Social sustainability is the future

By Yolande Barnes

I talked about writing up the conference we held on the next 100 years of real estate. To my surprise, the “mum, you’re so boring/embarrassing” teenage eye roll didn’t happen. I asked: “What do you think I should write?” I got the response: “Why don’t you write about how young people have to pay huge rents and can’t afford to get on the housing ladder?”

Although this was something I had written about before, she had brought a new dimension to it.

Housing accessibility, cost and security are burning social issues. Given the rhetoric around renting being a tenure of choice (which it is for some), it surprised me that she still referred to a housing “ladder” and was as concerned about home ownership as any baby boomer.

We must recognise three things: first, the late 20th-century rise in owner-occupation facilitated a significant transfer of wealth from landlords to erstwhile tenants, which has since abated; second, the repayment mortgage is an effective form of saving that would otherwise disappear in rent; and third, an owned home has value in retirement as an alternative pension in the form of saved rent, which baby boomers can take for granted but millennials can’t.

If generations from millennials onwards feel disempowered over their living arrangements, what impact will this have on society, on productivity, on the economy and on social cohesion? What government is going to want to see a large future generation of retired renters with all the implications that has for housing benefit bills and public finances?

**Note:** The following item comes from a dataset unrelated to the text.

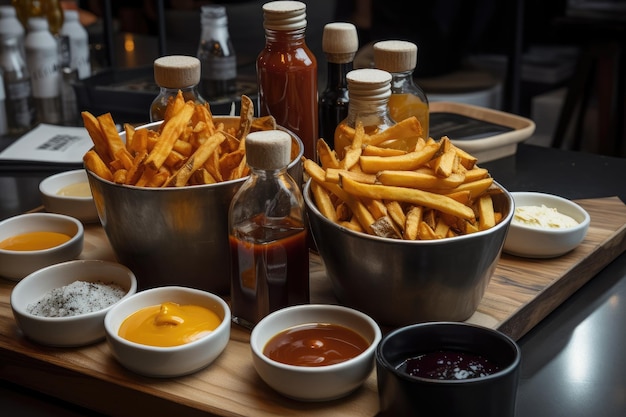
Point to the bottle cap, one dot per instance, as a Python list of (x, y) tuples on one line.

This brings me back to our conference, subtitled ‘A vision of land, people and money in the 2119 built environment’. One of the many speakers was the historian, filmmaker and broadcaster David Olusoga on historic housing crises. He showed how it was threats to public health (cholera and other diseases in Victorian cities) or national security (the condition of troops in the Boer and First World Wars) that galvanised a response. They precipitated concerted, government-level responses such as sewage systems, slum clearance and ‘homes for heroes’.

So why am I talking about big social issues in a column about real estate? There is a strong likelihood that younger generations will rail against generational inequities in housing. Such an uprising will likely cause collateral damage for our industry. We need to preserve the best practices of housing provision, landowning, stewardship and a sustainable built environment, while eliminating unsustainable practices. This includes socially unsustainable ones.